🤖 AI Summary
This work proposes a training-free, zero-shot long-horizon dexterous manipulation method that accurately translates natural language instructions into executable 3D task plans in novel scenes. Leveraging multi-view RGB images, the approach employs a vision-language model to generate task anchors and 2D keypoints in a reference coordinate frame, then innovatively lifts these to 3D by integrating multi-view triangulation with semantic ray voting. The system further combines atomic action retrieval with task-conditioned grasp region generation to enable complex operations such as grasping, placing, and tool use. Evaluated in real-world settings, the method significantly outperforms single-view RGB-D and fine-tuned vision-language-action (VLA) baselines, successfully achieving zero-shot long-horizon manipulation with unseen objects and in previously unencountered environments.
📝 Abstract
We present a zero-shot framework for long-horizon dexterous manipulation that grounds language instructions into executable 3D task plans from calibrated multi-view RGB images.
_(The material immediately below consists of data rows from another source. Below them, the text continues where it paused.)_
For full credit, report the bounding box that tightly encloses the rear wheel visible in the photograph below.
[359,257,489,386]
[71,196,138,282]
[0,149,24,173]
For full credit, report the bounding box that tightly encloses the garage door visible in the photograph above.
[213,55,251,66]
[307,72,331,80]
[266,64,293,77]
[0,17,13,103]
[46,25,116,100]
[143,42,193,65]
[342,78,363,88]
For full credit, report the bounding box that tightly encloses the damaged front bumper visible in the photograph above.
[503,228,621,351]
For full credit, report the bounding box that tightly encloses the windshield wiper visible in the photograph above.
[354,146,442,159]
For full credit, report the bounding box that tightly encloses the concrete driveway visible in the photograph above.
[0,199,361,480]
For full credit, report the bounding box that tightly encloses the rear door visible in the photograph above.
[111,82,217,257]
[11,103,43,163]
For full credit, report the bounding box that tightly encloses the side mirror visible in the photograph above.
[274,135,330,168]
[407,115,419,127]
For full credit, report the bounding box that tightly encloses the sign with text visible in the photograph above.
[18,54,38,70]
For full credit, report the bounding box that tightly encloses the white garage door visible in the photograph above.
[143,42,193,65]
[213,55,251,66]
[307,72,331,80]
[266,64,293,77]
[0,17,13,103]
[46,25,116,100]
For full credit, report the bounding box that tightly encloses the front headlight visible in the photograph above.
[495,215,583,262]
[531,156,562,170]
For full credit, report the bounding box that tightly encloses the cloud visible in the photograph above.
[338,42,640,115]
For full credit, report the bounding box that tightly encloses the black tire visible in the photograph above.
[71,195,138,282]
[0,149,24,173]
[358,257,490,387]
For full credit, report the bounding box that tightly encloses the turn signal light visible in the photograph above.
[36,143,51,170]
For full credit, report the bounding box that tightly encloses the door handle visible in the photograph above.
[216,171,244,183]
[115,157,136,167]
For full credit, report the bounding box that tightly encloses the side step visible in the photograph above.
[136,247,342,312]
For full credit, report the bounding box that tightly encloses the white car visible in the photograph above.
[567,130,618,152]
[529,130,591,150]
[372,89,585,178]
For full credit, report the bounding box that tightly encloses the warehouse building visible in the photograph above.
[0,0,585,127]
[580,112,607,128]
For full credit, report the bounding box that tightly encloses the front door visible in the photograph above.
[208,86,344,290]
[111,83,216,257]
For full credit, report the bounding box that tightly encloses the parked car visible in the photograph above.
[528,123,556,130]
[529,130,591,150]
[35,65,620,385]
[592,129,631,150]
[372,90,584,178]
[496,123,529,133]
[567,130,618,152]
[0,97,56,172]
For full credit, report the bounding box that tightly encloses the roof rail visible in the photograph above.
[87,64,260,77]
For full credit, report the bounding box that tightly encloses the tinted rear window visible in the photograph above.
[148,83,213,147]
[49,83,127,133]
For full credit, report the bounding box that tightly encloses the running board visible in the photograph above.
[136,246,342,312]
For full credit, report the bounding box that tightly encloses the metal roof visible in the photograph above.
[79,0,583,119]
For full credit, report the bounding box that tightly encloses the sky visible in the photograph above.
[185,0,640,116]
Rather than training an end-to-end policy, our system uses a vision-language model (VLM) to produce reference-frame task grounding and primitive-level 2D keypoints, then lifts them into 3D via multi-view fusion. This lifting combines triangulation of view-wise VLM groundings with reference-view ray voting, which searches along a semantic camera ray for geometrically consistent candidates across neighboring views. The resulting 3D keypoints support both pick-and-place and tool-use: for tool-use, we retrieve an object-centric atomic action corresponding to the inferred skill category and align its stored 6D tool trajectory to the scene; for dexterous execution, we expand the lifted grasp keypoint into a task-conditioned grasp affordance region and generate feasible grasp-motion pairs with an arm-hand motion generator. Real-world experiments show improved 3D grounding accuracy and execution reliability over single-view RGB-D grounding and fine-tuned VLA baselines. We further demonstrate long-horizon manipulation through closed-loop status verification and replan, enabling zero-shot execution on unseen objects and tool-use tasks in novel scenes.